Post-procedure TTE 3 days after the procedure (Figure 3) showed the device to be in place without any significant flow in the Pseudoaneurysm sac. The descending aortic aneurysm was not intervened upon as it was felt to be less likely to rupture in the immediate future. Repeat CT angiogram (Figures 4 and 5) of chest 1.5 months post-procedure showed presence of an occluding device across the neck of the aneurysm. Three months post-procedure, he complained of reflux symptoms and weight loss, although did not have near- syncopal episodes.
Figure 3. Transthoracic Echocardiography. Arrow showing ASD closure device in the wall of the ascending aorta.
Figure 4. CT Angiogram. Bigger arrow showing ASD closure device with thrombosed pseudoaneurysm; smaller arrow showing persistent isolated pseudoaneurysm of left pulmonary artery.
Figure 5. CT Angiogram. Arrow showing ASD closure device with thrombosed pseudoaneurysm.
Pseudoaneurysm of the ascending aorta is a well-recognized although infrequent and high risk complication that is usually seen after cardiothoracic surgery. Recent advancements in imaging techniques have made it convenient to visualize the location, origin, dimension, extension and anatomy surrounding the pseudoaneurysm with good precision. The pathology behind Pseudoaneurysm includes weakness of either layer of the arterial/aortic wall, resulting in disruption of the layers of the wall of the aorta and is covered by the remaining vessel wall layers and/or the surrounding structures.
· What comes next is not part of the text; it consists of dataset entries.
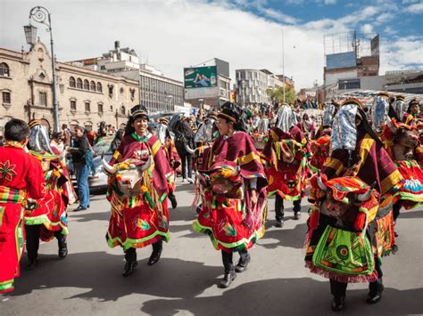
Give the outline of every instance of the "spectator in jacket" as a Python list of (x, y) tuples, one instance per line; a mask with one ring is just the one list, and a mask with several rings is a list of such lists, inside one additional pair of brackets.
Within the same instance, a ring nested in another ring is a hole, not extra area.
[(194, 183), (192, 178), (193, 155), (187, 150), (187, 146), (192, 150), (195, 149), (194, 132), (184, 120), (178, 120), (175, 124), (173, 132), (175, 133), (175, 147), (182, 162), (182, 182)]
[(87, 158), (89, 158), (90, 146), (84, 133), (84, 127), (75, 128), (75, 140), (73, 146), (69, 149), (72, 156), (72, 164), (77, 174), (78, 193), (79, 207), (74, 211), (85, 211), (89, 207), (88, 175), (90, 171)]

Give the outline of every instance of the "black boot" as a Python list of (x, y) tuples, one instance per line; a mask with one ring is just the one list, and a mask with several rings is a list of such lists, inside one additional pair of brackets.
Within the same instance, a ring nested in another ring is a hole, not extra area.
[(334, 296), (332, 300), (332, 311), (340, 312), (344, 309), (344, 302), (345, 301), (345, 296)]
[(59, 245), (59, 258), (64, 259), (68, 255), (68, 244), (66, 243), (66, 236), (58, 231), (54, 236), (57, 238), (57, 244)]
[(219, 288), (226, 288), (230, 284), (232, 281), (236, 278), (236, 273), (235, 272), (235, 270), (230, 270), (228, 271), (225, 271), (225, 275), (223, 276), (223, 279), (221, 280), (220, 283), (219, 283)]
[(129, 274), (132, 274), (137, 265), (137, 250), (135, 248), (129, 248), (125, 252), (125, 266), (123, 267), (122, 276), (128, 277)]
[(301, 199), (294, 201), (294, 219), (299, 220), (301, 218)]
[(37, 268), (38, 265), (38, 259), (37, 258), (28, 258), (28, 265), (27, 265), (27, 270), (31, 271)]
[(152, 255), (150, 255), (150, 259), (148, 260), (148, 265), (153, 265), (160, 260), (162, 249), (163, 241), (162, 239), (153, 244), (153, 253)]
[(251, 256), (248, 255), (248, 252), (245, 251), (240, 253), (240, 255), (241, 257), (235, 267), (235, 271), (238, 273), (244, 272), (247, 269), (248, 263), (250, 263), (251, 261)]
[(176, 200), (175, 194), (173, 192), (170, 192), (168, 194), (168, 198), (170, 200), (170, 203), (172, 204), (172, 208), (175, 209), (178, 207), (178, 201)]
[(284, 226), (284, 199), (279, 196), (276, 195), (275, 198), (275, 214), (276, 214), (276, 227)]
[(377, 304), (382, 299), (382, 292), (385, 289), (385, 287), (382, 283), (382, 278), (378, 279), (375, 282), (370, 282), (369, 286), (369, 295), (366, 298), (367, 304)]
The onset of clinical symptoms often varies and may present shortly after surgery or after an asymptomatic period of months or years or maybe even in the absence of surgery as described in our case. The presentation is varied and diagnosis can be confirmed by CT, MRI or by TTE. Treatment is recommended in all cases regardless of whether the patient is symptomatic. A mortality of 61% has been reported if the patient remains untreated (Mulder, 1998). However, surgical management is usually associated with high morbidity and mortality rates, with reports ranging from 7.6% up to 60% [1,2]. These high rates mostly result from rupture of the Pseudoaneurysm leading to fatal hemorrhage.
Prior endovascular approaches such as coil embolization  and thrombin injection  were used in patients with significant co-morbidities without optimal outcomes. Different types of percutaneous devices have been used infrequently as an off- label indication for the occlusion of Pseudoaneurysms [5,6]. Use of Amplatzer ASD occluder device is a novel technique and long term follow up experience up to 2 years have shown promising results .
The exact cause of his dizziness was unknown and it was felt to be secondary to his underlying moderate AS along with compression of pulmonary structures with or without contribution by the Pseudoaneurysm. Use of these devices is increasingly common as an alternative to surgery not only for Pseudoaneurysms but also for complications of other procedures . While deployment of the device is simple and relatively safe for patients who are poor surgical candidates, continued surveillance for complications [9,10] is essential given lack of adequate experience with long term use of these devices.